Last stop – Seoul
Our plane touched down at the ungodly hour of 3am and we knew we were about to start a gruelling tough day. We drew on our bottomless reserves of travel fortitude and groggily made our way through the formalities before waiting another couple of hours for the first bus to take us into our final destination on this three month trip – Seoul, South Korea.

We dropped our bags off at our hotel and with sandpaper eyes and 38°C (100°F) temperatures began another day of exploring a new city. Well, not completely new because three months ago at the beginning of this trip we spent a morning in the downtown area and enjoyed a great free walking tour. That tour gave us a taste for other places to explore and despite the circumstances we were pumped for the sparkling city of Seoul.
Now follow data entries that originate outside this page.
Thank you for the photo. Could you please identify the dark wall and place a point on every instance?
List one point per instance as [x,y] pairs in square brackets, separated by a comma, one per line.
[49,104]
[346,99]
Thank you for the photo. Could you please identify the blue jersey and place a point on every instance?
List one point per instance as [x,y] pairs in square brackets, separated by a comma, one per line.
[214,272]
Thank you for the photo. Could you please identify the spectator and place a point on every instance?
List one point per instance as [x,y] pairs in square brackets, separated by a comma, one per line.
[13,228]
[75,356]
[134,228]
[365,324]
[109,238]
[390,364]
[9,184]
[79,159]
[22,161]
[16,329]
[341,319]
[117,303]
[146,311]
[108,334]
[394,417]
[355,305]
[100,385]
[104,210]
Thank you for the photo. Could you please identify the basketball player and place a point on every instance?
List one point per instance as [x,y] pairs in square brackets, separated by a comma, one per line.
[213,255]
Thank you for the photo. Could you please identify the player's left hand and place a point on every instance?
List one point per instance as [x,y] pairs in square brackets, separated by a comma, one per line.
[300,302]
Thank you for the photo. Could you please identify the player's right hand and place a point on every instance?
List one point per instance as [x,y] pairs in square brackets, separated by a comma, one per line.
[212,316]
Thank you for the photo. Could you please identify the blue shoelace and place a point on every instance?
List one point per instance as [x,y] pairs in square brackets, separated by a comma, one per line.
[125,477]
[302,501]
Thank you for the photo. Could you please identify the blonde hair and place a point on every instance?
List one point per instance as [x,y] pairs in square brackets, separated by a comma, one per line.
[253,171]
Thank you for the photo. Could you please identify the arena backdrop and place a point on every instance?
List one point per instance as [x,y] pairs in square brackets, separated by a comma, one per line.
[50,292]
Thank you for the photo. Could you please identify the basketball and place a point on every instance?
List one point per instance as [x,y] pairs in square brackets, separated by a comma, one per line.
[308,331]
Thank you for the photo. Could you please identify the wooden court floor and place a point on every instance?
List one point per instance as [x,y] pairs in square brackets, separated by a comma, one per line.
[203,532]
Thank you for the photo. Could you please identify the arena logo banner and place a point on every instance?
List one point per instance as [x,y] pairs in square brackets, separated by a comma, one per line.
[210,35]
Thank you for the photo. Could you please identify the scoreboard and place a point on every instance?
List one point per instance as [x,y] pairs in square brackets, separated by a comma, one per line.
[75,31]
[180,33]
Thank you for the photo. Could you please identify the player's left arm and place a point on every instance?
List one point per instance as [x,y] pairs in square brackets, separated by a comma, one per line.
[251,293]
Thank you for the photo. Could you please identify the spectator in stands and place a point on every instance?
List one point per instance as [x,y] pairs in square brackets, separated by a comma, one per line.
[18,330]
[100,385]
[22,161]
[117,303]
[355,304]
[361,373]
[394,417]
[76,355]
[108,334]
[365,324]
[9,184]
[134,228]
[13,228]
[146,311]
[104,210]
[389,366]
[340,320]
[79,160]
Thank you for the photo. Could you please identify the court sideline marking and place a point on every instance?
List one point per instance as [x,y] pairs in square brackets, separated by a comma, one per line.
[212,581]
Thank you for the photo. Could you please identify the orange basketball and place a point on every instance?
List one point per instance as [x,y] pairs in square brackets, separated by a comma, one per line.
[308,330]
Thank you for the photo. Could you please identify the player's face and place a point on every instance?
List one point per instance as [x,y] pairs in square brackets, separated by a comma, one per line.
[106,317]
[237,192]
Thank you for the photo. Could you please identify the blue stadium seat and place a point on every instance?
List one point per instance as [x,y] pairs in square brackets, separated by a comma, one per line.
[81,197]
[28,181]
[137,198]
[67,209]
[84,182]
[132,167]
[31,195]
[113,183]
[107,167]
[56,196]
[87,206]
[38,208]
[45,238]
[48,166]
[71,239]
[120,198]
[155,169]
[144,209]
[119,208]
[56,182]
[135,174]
Battling jet lag and the melting heat of the day we alternated between air-conditioned coffee shops and walking the busy footpaths until we reached the sprawling Changdeokgung Palace (Palace of Prospering Virtue). Changdeokgung Palace was first built in 1405 as the ‘East Palace’ of the ruling Joseon dynasty and suffered many sackings, burnings, rebuilds and reuses over the centuries. It was the home of the last King in 1910 and despite harsh treatment by the colonising Japanese it’s numerous buildings, courtyards and gardens still retain much of it’s imperial charm.



We walked down to the huge covered Gwangjang Market with it’s all-purpose shopping of clothing, household goods, food, casual eateries and the usual clamour of locals going about their daily business of shopping, eating and socialising. It was a great scene and we ate in two different spots – first a fried pancake shop and then a stand serving delicious dumplings. Of course when eating in Korea a bowl of Kimchi – basically fermented vegetables, mostly cabbage – is never far away and we enjoyed our fair share of it.





After some downtime in our hotel that afternoon we explored our local streets and found it to our liking – many little bars and casual restaurants, crowds of people moving about, great atmosphere. Our stamina lasted as long as a Guinness in one place (okay, not very Korean) and a couple of local dishes in another before we called it stumps for a very long hot day.

Our big planned event for our time in Seoul actually wasn’t in Seoul at all – it was a day trip to the famous Demilitarised Zone, or DMZ, the arbitrary line drawn in 1953 when the armistice was signed between North and South Korea, effectively ending the Korean War.

With the heat already sky high, we picked up our tour bus at 7am and travelled north out of Seoul, across the rolling green hills and through a mix of densely populated areas and rice fields packed in everywhere else. We were handed lanyards with our tour guide’s name – Kelly – and heard a mixture of history of the DMZ and the many rules and guidelines of such a visit.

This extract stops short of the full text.